PICO: Secure Transformers via Robust Prompt Isolation and Cybersecurity Oversight
This addresses security vulnerabilities in AI systems for users relying on safe and reliable response generation, but it appears incremental as it builds on existing transformer and MoE architectures.
The paper tackles the problem of prompt injection attacks in transformers by proposing the PICO framework, which structurally separates system instructions from user inputs and integrates security mechanisms, but no concrete performance numbers are provided.

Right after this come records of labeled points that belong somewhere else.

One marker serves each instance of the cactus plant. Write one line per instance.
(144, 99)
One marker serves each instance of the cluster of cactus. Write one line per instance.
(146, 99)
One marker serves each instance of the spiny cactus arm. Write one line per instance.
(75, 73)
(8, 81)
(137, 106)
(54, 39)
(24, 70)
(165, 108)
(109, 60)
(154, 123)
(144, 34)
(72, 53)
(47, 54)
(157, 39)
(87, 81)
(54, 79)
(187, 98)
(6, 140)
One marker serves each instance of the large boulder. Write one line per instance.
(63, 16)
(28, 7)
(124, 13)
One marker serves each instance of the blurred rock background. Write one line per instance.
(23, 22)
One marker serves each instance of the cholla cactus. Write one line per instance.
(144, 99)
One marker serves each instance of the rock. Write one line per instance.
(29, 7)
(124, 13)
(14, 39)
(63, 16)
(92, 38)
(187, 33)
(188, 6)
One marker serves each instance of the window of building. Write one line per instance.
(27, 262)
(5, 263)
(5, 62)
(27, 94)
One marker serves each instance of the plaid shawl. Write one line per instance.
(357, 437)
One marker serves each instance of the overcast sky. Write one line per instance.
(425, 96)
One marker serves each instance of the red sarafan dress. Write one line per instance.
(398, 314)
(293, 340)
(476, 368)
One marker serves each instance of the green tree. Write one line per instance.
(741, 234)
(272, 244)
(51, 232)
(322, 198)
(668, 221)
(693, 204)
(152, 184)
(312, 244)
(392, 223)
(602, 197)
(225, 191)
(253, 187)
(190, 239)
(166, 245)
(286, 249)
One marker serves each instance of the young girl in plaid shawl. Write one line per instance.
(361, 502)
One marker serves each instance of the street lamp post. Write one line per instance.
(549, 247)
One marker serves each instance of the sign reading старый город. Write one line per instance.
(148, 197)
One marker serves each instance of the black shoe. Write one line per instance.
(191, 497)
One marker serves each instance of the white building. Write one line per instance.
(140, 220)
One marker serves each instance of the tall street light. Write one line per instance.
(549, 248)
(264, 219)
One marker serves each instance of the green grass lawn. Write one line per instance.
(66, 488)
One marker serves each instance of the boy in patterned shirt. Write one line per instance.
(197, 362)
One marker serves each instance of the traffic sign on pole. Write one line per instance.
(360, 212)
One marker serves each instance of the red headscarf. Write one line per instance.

We propose a robust transformer architecture designed to prevent prompt injection attacks and ensure secure, reliable response generation. Our PICO (Prompt Isolation and Cybersecurity Oversight) framework structurally separates trusted system instructions from untrusted user inputs through dual channels that are processed independently and merged only by a controlled, gated fusion mechanism. In addition, we integrate a specialized Security Expert Agent within a Mixture-of-Experts (MoE) framework and incorporate a Cybersecurity Knowledge Graph (CKG) to supply domain-specific reasoning. Our training design further ensures that the system prompt branch remains immutable while the rest of the network learns to handle adversarial inputs safely. This PICO framework is presented via a general mathematical formulation, then elaborated in terms of the specifics of transformer architecture, and fleshed out via hypothetical case studies including Policy Puppetry attacks. While the most effective implementation may involve training transformers in a PICO-based way from scratch, we also present a cost-effective fine-tuning approach.